How to perform "delete" operations in Snowflake using "delete+insert" in incremental strategy and materialization?

The problem I’m having

I’ve been trying to write up a model that will handle all the insert, update and delete of data in Snowflake. I’ve used the incremental strategy as “delete+insert” and added a date based condition in the “is_incremental()” so that the records in the source with value for the check column greater than the current max value in target will be considered as the “incremental/delta” dataset.

After multiple runs, I can see that the Insert and Update operations are happening as expected, however, the deletion of the records are not happening.

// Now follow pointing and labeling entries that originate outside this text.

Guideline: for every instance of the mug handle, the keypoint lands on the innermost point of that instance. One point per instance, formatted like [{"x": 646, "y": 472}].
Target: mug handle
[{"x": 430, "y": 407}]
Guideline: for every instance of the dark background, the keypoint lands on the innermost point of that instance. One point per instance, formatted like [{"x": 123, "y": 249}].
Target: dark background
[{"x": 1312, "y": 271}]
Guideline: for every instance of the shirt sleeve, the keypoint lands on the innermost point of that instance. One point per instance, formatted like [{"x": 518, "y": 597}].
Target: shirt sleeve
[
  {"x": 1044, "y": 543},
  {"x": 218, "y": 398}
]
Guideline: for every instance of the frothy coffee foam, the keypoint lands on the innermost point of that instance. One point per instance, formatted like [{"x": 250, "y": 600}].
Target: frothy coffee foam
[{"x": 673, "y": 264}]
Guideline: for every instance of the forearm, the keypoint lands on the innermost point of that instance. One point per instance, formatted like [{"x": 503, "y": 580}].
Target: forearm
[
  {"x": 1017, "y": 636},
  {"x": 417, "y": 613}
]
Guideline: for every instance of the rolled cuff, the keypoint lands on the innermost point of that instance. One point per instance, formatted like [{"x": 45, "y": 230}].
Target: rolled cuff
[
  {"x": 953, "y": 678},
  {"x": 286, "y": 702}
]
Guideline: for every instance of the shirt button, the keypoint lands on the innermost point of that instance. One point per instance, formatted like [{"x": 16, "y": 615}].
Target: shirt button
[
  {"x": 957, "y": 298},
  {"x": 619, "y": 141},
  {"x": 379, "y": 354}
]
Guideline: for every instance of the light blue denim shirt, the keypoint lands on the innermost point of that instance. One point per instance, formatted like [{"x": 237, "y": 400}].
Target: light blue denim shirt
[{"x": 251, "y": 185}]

Can anyone tell me what it is I am missing in the configuration or code?

The context of why I’m trying to do this

The source dataset will introduce new records, updated records as well as deleted records in the incremental pulls. We need to be able to reflect all three operations in the target as well.

What I’ve already tried

I’ve already tried using the “merge” and “delete+insert” incremental strategies along with the is_incremental() macro with a date field based comparison to identify the delta records.

Some example code or error messages

{{
    config(
        materialized='incremental',
        unique_key='research_id',
        incremental_strategy='delete+insert'
    )
}}

with 
...,
TARGET
AS
(
    SELECT  ...)
 
SELECT distinct *,{{get_audit_col('SOURCE_SYSTEM_NAME','SOURCE_SYSTEM_KEY')}}
FROM TARGET

 {% if is_incremental() -%}

    where LAST_UPDATED_DT >= (select max(LAST_UPDATED_DT) from {{ this }})

{%- endif %}

1 Like

The delete+insert strategy reflect how updates are applied (instead of updating the row inline, it will delete against the PK and do a new insertion); dbt incremental models will never delete a row without an insertion to replace it.

What is your use case that you have to do hard deletes? Instead, you might need to have some way of marking those rows as obsolete, and then delete them in a post-hook.

The reason it works this way is that incremental models assume that they are append-only - the query returns only modified rows, so how would it know whether a missing row is meant to be deleted or is just unchanged?

Thank you for the clarification @joellabes
I see the error in my understanding of the strategy tag. This now also clears few of the other doubts I had about the generated code .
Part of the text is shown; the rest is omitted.